Lorraine Toussaint is proving that life only gets better with age. The Trinidadian-born actress made her on-screen debut in 1983 and hasn’t stopped since. She’s currently on the hit reboot of The Equalizer alongside Queen Latifah. The CBS drama has already been renewed for a second season.
When speaking to Shadow and Act right before the renewal was announced, Toussaint beamed with pride over the series and was happy about the female influence in the reboot.
“Premiering right after the Super Bowl, that was a real validation of CBS’s belief in us,” she said. “We are surpassing their expectations of the show, which is really terrific. I play Aunt Vi, who sort of a young aunt and at the center of our show. The great thing is that The Equalizer is derived from a franchise of three films. And the difference between our show and the original franchise is that those guys were lone wolves. They were psychologically really off of off the grid and brooding male vigilante figures.”
While she’s currently on a hit series on primetime on a major network, Toussaint has been around long enough to see the industry transition from opportunities that at some times were few and far in between, to now having an abundance of content available on primetime, cable, internet and streaming services.
She’s been part of the transition, bridging the generational gap by appearing in one of Netflix’s first major original series, Orange Is the New Black. Being part of the change has been rewarding for Toussaint.
“The numbers of platforms that now exist that didn’t exist when I certainly started out 40 years ago – And the diverse kinds of platforms that provide a plethora of work opportunities and creative opportunities and innovation its phenomenal,” the actress explained. “Back then, we were sort of stuck in three networks. It was even harder to break into film as a woman of color. Now, there is a lot more work out there, a lot more really interesting work. I feel very fortunate to have these opportunities. [It’s] only just begun. I’m very excited about the direction in which I’m seeing the industry go.”
Thanks to the number of networks and streaming services, Toussaint is booked and busy on a regular basis. In addition to The Equalizer, she played a judge on the Showtime limited series Your Honor. She’s also in the Netflix film, Concrete Cowboy, where she stars alongside Idris Elba. But she’s not keeping score of her acting credits. She does it out of pure passion.
“I always forget what I, what I’ve done because my intention is just to keep working and doing work that really interests me,” she said. “I’m at the point in my career where I really am pretty much only focused on the work that interests me. I don’t take that for granted.”
If anything, Toussaint says the key to staying in-demand is versatility. By being flexible, she’s able to participate in projects that reach a far wider audience.
“I seem to continue to reinvent myself by virtue,” she says. “I’m always interested in people and I’m interested in young people.” Having a teenage daughter, Toussaint is able to stay current.
Her daughter is also the driving force behind some of the activism she’s doing outside of the Hollywood screens. Toussaint is very involved in voter registration, particularly among minorities. In 2020, she created the Mothers & Sons 2020 Project with the goal of highlighting the importance of Black lives and the power of their vote.

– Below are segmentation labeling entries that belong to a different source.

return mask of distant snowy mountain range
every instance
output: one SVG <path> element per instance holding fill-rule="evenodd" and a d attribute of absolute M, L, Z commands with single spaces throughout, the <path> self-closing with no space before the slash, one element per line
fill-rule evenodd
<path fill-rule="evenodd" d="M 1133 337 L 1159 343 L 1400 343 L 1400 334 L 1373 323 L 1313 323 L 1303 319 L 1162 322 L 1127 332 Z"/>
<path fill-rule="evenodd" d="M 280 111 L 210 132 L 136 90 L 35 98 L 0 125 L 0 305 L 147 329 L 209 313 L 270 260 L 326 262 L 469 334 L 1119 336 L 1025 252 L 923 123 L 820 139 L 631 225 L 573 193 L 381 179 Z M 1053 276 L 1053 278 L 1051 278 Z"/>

“I continue to teach my daughter that she has the rights to protest and peacefully protest – she has the power to bring about change,” the actress said. “I teach her that if you don’t like something, change it. The voting project was one of my responses to what’s going on in the country.”
As an actor, Toussaint says it’s her job to use her art and platform to inspire change. There’s a constant evolution of Hollywood, especially around the subject of diversity and inclusion. For Toussaint, who is 60-years-old and has a career spanning four decades, she says Hollywood’s response is sufficient but there’s still work to be done.
“I know that there is a shift happening – I can see it and I can feel it,” she explained. “When I turn on Netflix or Amazon, the number of Black and Brown faces is far greater than what I saw 10 years ago, 15 years ago, certainly 20 years ago. That also speaks to blowing the myth out of the water that somehow people of color don’t make money overseas. The exposure streaming provides is instantaneous and the results are immediate. It’s clear that as far as content with people of color, we are highly sellable. In that regard, money talks, always.”